Q141 Chair: That is interesting. Will there be a team of people set up to suggest that you are getting this wrong?
Sir Kim Darroch: I get you now. It is an option. I don’t know whether that is the option that Ministers will go for but I think there should be. My advice to him would be that you need to have some challenge in the process.
Q142 Chair: It can be exceptionally helpful and effective, if people are working together as a united team, to say how you could do things differently. So I would recommend that to you as a course of action. Talking about red, will there be a Green Paper?
Sir Kim Darroch: What did we do last time?
Julian Miller: There was a Green Paper published in February 2010 which had been entirely focused on defence and looking at some of the issues which might need to be addressed in the SDSR after that election. It is an option for this time. No one has taken a decision on whether we should have a Green Paper. If we were to have a Green Paper it would clearly need to be more broadly based than the 2010 example and cover the full range of security issues.
Q143 Chair: If there were to be?
Julian Miller: If there were to be.
Q144 Chair: May I recommend to you the virtues of having a Green Paper? That, of itself, would identify outside views on something on which outside views are important. Please would you keep this Committee involved at every stage because our inquiry here is intended not to put you in a fix but to help the next SDSR to be better than the last one? That is not a comment on the quality of the last one. It is just intended to be a continual improvement process.
Sir Kim Darroch: Chairman, of course. As I said at the outset, first we welcome the Committee’s work, advice and thoughts on the next SDSR. Secondly, I have read with great interest the evidence you have taken so far. I look forward to reading the evidence you took yesterday. Thirdly, of course the recommendations that I put to the Prime Minister on this, involving this Committee as well as the JCNSS and other parliamentary Committees that have a role, will be part of that.
Chair: Thank you. My final small set of questions begins with this. Did you watch a programme called "Blackout" on Channel 4 on Monday night?
Sir Kim Darroch: I read about it in reviews but I was not home in time to watch it.
Q145 Chair: Well, you are like most Members of Parliament. We don’t actually watch much television.
Sir Kim Darroch: I might catch it on iPlayer.
Q146 Chair: I think that might be an idea. As I understand it, it contained a scenario that may or not be likely of the national grid in the UK going out because of cyber-attack.
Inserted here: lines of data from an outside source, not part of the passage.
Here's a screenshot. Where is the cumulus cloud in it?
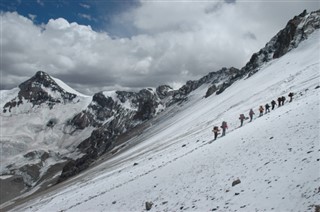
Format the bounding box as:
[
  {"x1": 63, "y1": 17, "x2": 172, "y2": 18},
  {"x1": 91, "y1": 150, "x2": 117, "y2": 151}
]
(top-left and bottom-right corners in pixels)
[{"x1": 0, "y1": 0, "x2": 316, "y2": 93}]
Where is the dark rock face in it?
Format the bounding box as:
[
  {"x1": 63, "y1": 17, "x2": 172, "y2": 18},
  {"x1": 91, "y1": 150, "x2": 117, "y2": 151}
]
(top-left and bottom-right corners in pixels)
[
  {"x1": 3, "y1": 71, "x2": 76, "y2": 113},
  {"x1": 241, "y1": 10, "x2": 320, "y2": 76},
  {"x1": 60, "y1": 89, "x2": 162, "y2": 181},
  {"x1": 156, "y1": 85, "x2": 173, "y2": 99},
  {"x1": 211, "y1": 10, "x2": 320, "y2": 94}
]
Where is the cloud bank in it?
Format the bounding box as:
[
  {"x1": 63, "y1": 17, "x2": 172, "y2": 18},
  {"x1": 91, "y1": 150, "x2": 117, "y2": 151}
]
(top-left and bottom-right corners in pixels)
[{"x1": 0, "y1": 0, "x2": 319, "y2": 94}]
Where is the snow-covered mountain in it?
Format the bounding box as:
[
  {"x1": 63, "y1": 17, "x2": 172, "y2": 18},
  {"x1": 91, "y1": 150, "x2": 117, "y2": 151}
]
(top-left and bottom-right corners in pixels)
[{"x1": 0, "y1": 8, "x2": 320, "y2": 211}]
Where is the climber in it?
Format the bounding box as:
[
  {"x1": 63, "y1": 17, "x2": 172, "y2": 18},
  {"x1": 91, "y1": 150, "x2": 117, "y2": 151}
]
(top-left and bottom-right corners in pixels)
[
  {"x1": 271, "y1": 100, "x2": 277, "y2": 110},
  {"x1": 249, "y1": 109, "x2": 255, "y2": 122},
  {"x1": 281, "y1": 96, "x2": 286, "y2": 106},
  {"x1": 259, "y1": 105, "x2": 264, "y2": 117},
  {"x1": 212, "y1": 126, "x2": 220, "y2": 140},
  {"x1": 278, "y1": 97, "x2": 282, "y2": 107},
  {"x1": 288, "y1": 92, "x2": 293, "y2": 102},
  {"x1": 221, "y1": 121, "x2": 228, "y2": 136},
  {"x1": 265, "y1": 103, "x2": 270, "y2": 114},
  {"x1": 239, "y1": 114, "x2": 246, "y2": 127}
]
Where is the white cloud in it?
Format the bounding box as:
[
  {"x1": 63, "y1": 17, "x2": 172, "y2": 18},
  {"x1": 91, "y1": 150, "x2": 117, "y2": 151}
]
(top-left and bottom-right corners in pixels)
[
  {"x1": 79, "y1": 3, "x2": 91, "y2": 9},
  {"x1": 78, "y1": 13, "x2": 93, "y2": 21},
  {"x1": 1, "y1": 1, "x2": 316, "y2": 92},
  {"x1": 37, "y1": 0, "x2": 44, "y2": 6}
]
Do Ministers ever practise what to do in those circumstances?
Sir Kim Darroch: I don’t think there has been a practice of that. *** It is not unknown for this Government or the Prime Minister to get involved in these, but I don’t think he has done one of that kind. I am not sure whether other Ministers have.
Q147 Chair: Does the NSC practise?
Sir Kim Darroch: It has not in my time done a practice like that, but it is an interesting thought.
Q148 Chair: Do you not think it should?
Sir Kim Darroch: I think you may have a point. I think we need to think about how we could use their time and make it work. Yes, maybe we should.
Chair: I think you should. Any further questions to the National Security Adviser? Thank you both and your supporting staff. It has been very helpful and interesting, and it will help our inquiry. We have let you go before the two hours as well.